1. Knowledge of irregularity: when a person dealing with a company has actual or constructive notice of the irregularity as regards internal management, he cannot claim

benefit under the rule of indoor management. He may in some cases, be himself a part of

the internal procedure. The rule is based on common sense and any other rule would

encourage ignorance and condone dereliction of duty.

2. Negligence: where a person dealing with a company could discover the irregularity if he had made proper inquiries, he cannot claim the benefit of the rule of indoor management.

The protection of the rule is also not available where the circumstances surrounding the

contract are so suspicious as to invite inquiry, and the outsider dealing with the company

does not make proper inquiry. If, for example, an officer of a company purports to act

outside the scope of his apparent authority, suspicion should arise and the outsider should

make proper inquiry before entering into a contract with the company.

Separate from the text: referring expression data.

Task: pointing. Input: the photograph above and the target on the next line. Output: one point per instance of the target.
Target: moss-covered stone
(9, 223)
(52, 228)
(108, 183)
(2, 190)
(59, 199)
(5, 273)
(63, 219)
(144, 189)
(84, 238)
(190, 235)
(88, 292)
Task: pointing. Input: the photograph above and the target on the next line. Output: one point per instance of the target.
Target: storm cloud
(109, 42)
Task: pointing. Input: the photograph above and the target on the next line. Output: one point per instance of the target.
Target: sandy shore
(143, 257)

3. Forgery: the rule in turquand's case does not apply where a person relies upon a document that turns out to be forged since nothing can validate forgery. A company can

never be held bound for forgeries committed by its officers.

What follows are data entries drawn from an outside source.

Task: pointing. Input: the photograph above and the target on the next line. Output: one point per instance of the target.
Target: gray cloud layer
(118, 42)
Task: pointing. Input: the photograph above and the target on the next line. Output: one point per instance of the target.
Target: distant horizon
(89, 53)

4. Acts outside the scope of apparent authority: if an officer of a company enters into a contract with a third party and if the act of the officer is beyond the scope of his

authority, the company is not bound. In such a case, the plaintiff cannot claim the

protection of the rule of indoor management simply because under the articles the power

to do the act could have been delegated to him. The plaintiff can sue the company only if

the power to act has in fact been delegated to the officer with whom he entered into the

contract.

Conclusion

Thus the doctrine of indoor management seeks to protect the interest of the shareholders who are

in minority or who remains in dark about whether the working of the internal affairs of the

company are being carried out in accordance with the memorandum and articles. It lays down

that persons dealing with a company having satisfied themselves that the proposed transaction is

not in its nature inconsistent with the memorandum and articles, are not bound to inquire the

regularity of any internal proceeding.